Tobie 6, 2-18

Le poisson

Père Benoît M. Billot

Le chemin de Tobie, Initiation et guérison, p. 88s

          L’ange lui dit : Attrape-le, maîtrise-le ! Tobie doit réagir dans la seconde, sans avoir le temps de réfléchir. Mais il n’a peut-être pas l’habitude de décider. C’est pourquoi la voix ferme d’Azarias se fait entendre. Le jeune homme obéit immédiatement. Ce n’est ni un acte de bravoure, ni une décision raisonnablement mûrie, mais un acte de foi : il a eu confiance en son accompagnateur et s’en est trouvé plus fort.

          Tel est le premier grand combat de Tobie. Un combat initiatique auquel personne ne saurait échapper. C’est un passage obligé de toute vie spirituelle. Heureux qui accueille, en cet instant, la présence de l‘ange, la parole d’un tiers, ou la voix intérieure. Azarias est là, en effet, pour lui conseiller fermement : Attrape-le, maîtrise-le ! Toute la suite va en découler, avec les fruits de guérisons que le garçon pourra cueillir. Tobie a rendez-vous avec lui-même. Le récit exprime, de façon symbolique, cette rencontre, la première, du jeune homme avec des couches de sa personnalité qu’il ne soupçonnait pas. On peut très bien penser ici au face à face de Jésus avec Satan, au désert, ou à la lutte nocturne de Jacob avec l’ange.

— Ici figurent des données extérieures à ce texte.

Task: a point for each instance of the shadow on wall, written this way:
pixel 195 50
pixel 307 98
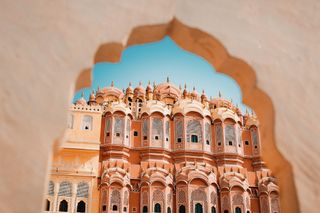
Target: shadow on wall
pixel 206 46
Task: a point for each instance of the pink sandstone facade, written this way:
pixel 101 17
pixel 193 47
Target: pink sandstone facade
pixel 160 149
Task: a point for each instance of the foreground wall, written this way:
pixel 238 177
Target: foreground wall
pixel 46 44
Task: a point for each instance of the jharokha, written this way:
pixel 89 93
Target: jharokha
pixel 160 149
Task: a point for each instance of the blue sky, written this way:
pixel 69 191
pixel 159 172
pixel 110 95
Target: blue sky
pixel 159 60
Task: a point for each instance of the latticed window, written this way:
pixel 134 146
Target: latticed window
pixel 208 133
pixel 145 129
pixel 87 122
pixel 167 131
pixel 158 195
pixel 128 129
pixel 83 189
pixel 178 130
pixel 115 199
pixel 118 127
pixel 70 121
pixel 65 189
pixel 81 207
pixel 230 135
pixel 51 188
pixel 218 131
pixel 108 125
pixel 194 131
pixel 254 137
pixel 157 128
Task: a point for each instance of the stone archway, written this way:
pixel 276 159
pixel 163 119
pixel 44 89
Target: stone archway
pixel 206 46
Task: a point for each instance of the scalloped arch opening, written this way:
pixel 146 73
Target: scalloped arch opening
pixel 209 48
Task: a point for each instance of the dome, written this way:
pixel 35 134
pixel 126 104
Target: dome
pixel 112 91
pixel 81 101
pixel 203 96
pixel 167 90
pixel 129 90
pixel 92 97
pixel 149 88
pixel 139 90
pixel 194 93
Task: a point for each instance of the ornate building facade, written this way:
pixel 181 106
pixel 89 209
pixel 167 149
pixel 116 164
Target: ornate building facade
pixel 160 149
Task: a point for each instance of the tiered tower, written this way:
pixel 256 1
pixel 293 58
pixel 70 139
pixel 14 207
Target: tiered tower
pixel 167 149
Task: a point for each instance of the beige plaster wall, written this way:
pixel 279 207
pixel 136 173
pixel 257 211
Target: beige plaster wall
pixel 46 44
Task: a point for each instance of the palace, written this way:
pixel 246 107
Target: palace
pixel 160 149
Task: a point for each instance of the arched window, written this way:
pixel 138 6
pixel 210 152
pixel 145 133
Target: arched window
pixel 63 206
pixel 145 209
pixel 194 131
pixel 65 189
pixel 213 209
pixel 157 129
pixel 87 122
pixel 218 131
pixel 198 208
pixel 182 209
pixel 70 121
pixel 238 210
pixel 157 208
pixel 230 136
pixel 47 205
pixel 82 189
pixel 81 207
pixel 208 133
pixel 51 188
pixel 178 129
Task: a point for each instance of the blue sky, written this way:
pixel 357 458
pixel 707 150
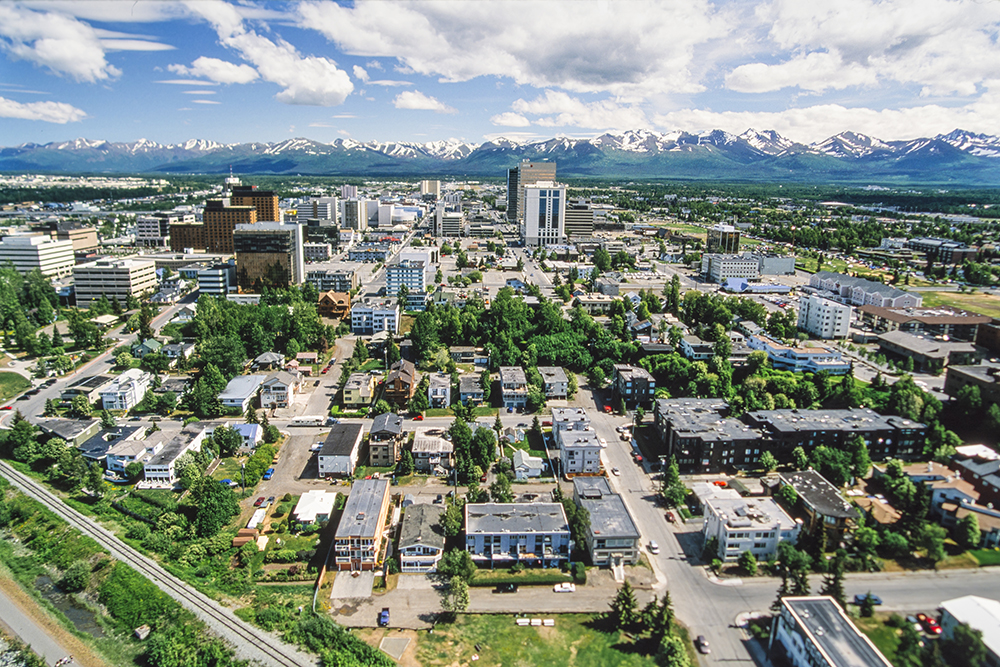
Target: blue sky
pixel 431 71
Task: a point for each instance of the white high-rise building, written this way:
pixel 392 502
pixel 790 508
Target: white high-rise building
pixel 29 252
pixel 824 318
pixel 544 214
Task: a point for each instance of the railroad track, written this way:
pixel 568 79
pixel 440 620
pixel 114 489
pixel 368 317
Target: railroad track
pixel 250 642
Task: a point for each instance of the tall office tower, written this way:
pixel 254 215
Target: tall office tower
pixel 268 254
pixel 37 251
pixel 221 219
pixel 525 174
pixel 265 201
pixel 153 230
pixel 447 221
pixel 723 239
pixel 355 212
pixel 544 214
pixel 321 208
pixel 579 219
pixel 431 188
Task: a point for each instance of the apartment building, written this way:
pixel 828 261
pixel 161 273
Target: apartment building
pixel 114 278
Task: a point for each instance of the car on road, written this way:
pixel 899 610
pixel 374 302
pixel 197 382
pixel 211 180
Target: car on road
pixel 860 599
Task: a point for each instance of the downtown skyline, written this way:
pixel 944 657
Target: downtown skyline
pixel 472 71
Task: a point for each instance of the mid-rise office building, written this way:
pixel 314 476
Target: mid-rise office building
pixel 153 230
pixel 35 251
pixel 544 214
pixel 824 318
pixel 113 278
pixel 268 254
pixel 579 222
pixel 724 239
pixel 264 201
pixel 221 218
pixel 525 174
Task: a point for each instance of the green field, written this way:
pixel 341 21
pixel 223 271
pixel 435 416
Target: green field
pixel 986 304
pixel 12 384
pixel 573 642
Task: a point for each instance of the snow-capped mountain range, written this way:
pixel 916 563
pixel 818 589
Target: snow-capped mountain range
pixel 959 156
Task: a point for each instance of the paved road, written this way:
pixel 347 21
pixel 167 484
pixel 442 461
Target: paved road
pixel 30 632
pixel 249 642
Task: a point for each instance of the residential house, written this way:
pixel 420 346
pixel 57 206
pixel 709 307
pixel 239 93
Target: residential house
pixel 400 383
pixel 439 390
pixel 385 440
pixel 278 390
pixel 334 305
pixel 159 468
pixel 501 534
pixel 822 503
pixel 421 538
pixel 431 452
pixel 315 506
pixel 358 542
pixel 612 536
pixel 148 346
pixel 632 384
pixel 240 391
pixel 527 466
pixel 339 454
pixel 470 389
pixel 741 524
pixel 359 389
pixel 555 384
pixel 514 385
pixel 127 390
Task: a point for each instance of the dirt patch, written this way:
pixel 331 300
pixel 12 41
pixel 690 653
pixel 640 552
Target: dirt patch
pixel 81 652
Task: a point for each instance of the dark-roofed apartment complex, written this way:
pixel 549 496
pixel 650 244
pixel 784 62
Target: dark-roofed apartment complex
pixel 358 540
pixel 815 632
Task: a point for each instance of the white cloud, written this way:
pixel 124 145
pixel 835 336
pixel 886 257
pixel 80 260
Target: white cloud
pixel 308 80
pixel 49 112
pixel 510 119
pixel 217 70
pixel 56 41
pixel 623 47
pixel 414 99
pixel 570 111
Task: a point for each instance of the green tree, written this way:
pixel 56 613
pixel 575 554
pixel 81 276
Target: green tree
pixel 967 532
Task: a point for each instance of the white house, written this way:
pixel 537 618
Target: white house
pixel 241 391
pixel 127 390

          Bien des spirituels chrétiens rappellent que, dans les Eglises primitives, le Christ était souvent représenté par un poisson, Iktus en grec. On pouvait lire ainsi : Iesus Christos Theou Uios Soter (Jésus-Christ, Fils de Dieu, Sauveur). On peut en effet, dans une interprétation chrétienne du texte, voir dans ce monstre des profondeurs, un symbole du Christ cherchant à attirer Tobie à lui. Cette façon de voir rencontre un courant de réflexion contemporain qui se prépare à l’accueillir dans les sphères obscures et hésitantes de l’être humain, comme dans la simplicité quotidienne des petits événements de la vie. En témoigne le litre du livre de Christian Bobin, Le Très-Bas, en complément du titre traditionnel donné à Dieu, le Très-Haut.